En su lugar, tenía la sensación de estar frente a un abismo, buscando desesperadamente un puente. Lo único que podía asegurarle un futuro era el dinero. Para ser una prostituta errante, era rica, pero todo el oro que poseía no bastaría para comprarse el derecho de burguesía en una ciudad pequeña y apartada, adquirir allí una casa y dos cabras y poder vivir modestamente con el resto. Pensó con un suspiro en la fortuna que su padre había poseído alguna vez. Si tan solo le devolvieran un tercio de ella, podría asegurar un futuro para ella y para Hiltrud que fuera digno de ser vivido.

Mientras seguía preguntándose cómo seguiría todo, el Pater Honorius volvió a salpicarla con agua bendita y pronunció la bendición sobre ella. Marie pensó que ya había pasado todo. Pero entonces volvieron a acercarse las cuatro monjas y le pusieron un vestido de tela azul oscura encima de la túnica blanca. Estaba adornado con ricos bordados y apliques de piel y confeccionado con el mejor género de Flandes, tal como pudo comprobar al tocarlo. Era la clase de vestidos que solo se ponían las burguesas más ricas y respetables de Constanza para asistir a la misa dominical. En ese momento, a Marie no hacía más que molestarle, ya que en la sala hacía mucho calor, y ahora que llevaba tres capas de ropa puestas, unos ríos de sudor le corrían por la espalda, haciendo que las cicatrices de los azotes le picaran endiabladamente. Hubiese querido pedirle a Mechthild von Arnstein, que en ese momento se dirigió hacia ella, que le rascara la espalda.

La dama la tomó de la mano, la condujo hacia el abad Adalwig y se quedó de pie allí con ella, sin soltarle la mano. Un caballero del séquito del conde palatino cogió la mano de Michel y le ordenó detenerse junto a Marie. El abad Adalwig les sonrió, transmitiéndoles serenidad. Cuando comenzó a hablar, Marie pensó en un principio que sus sentidos estaban confundidos, ya que el abad estaba pronunciando la bendición matrimonial sin haberles pedido su consentimiento. Se volvió hacia Michel, pero como él no ponía reparos, ella tampoco se atrevió a protestar.

—Y de esta manera, os declaro marido y mujer.
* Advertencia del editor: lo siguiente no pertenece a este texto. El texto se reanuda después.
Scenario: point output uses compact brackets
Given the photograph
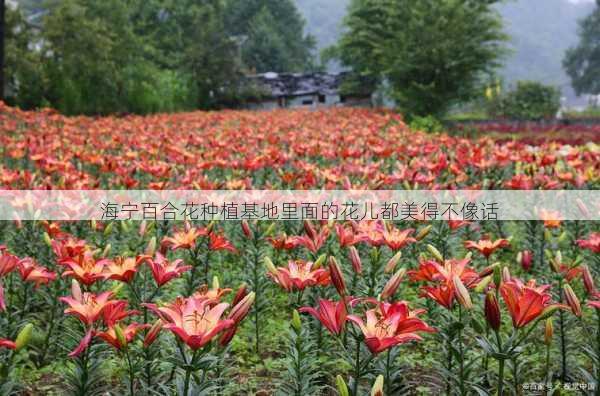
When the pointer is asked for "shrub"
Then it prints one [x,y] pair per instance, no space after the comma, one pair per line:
[426,124]
[529,100]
Amén.

El abad Adalwig estaba visiblemente satisfecho consigo mismo, ya que les había impartido el sacramento del matrimonio sin errores y sin tartamudear ni siquiera una vez.

En el transcurso de la breve ceremonia, Michel había seguido el estupor creciente en el rostro de Marie. Parecía tan pasmada como si finalmente la hubiesen llevado a la picota, y no pudo evitar sentirse enfadado con ella. A fin de cuentas, un matrimonio con él era algo muy distinto a que la azotaran en la plaza pública. Pero entonces recordó que hacía menos de veinticuatro horas él se había sentido igual.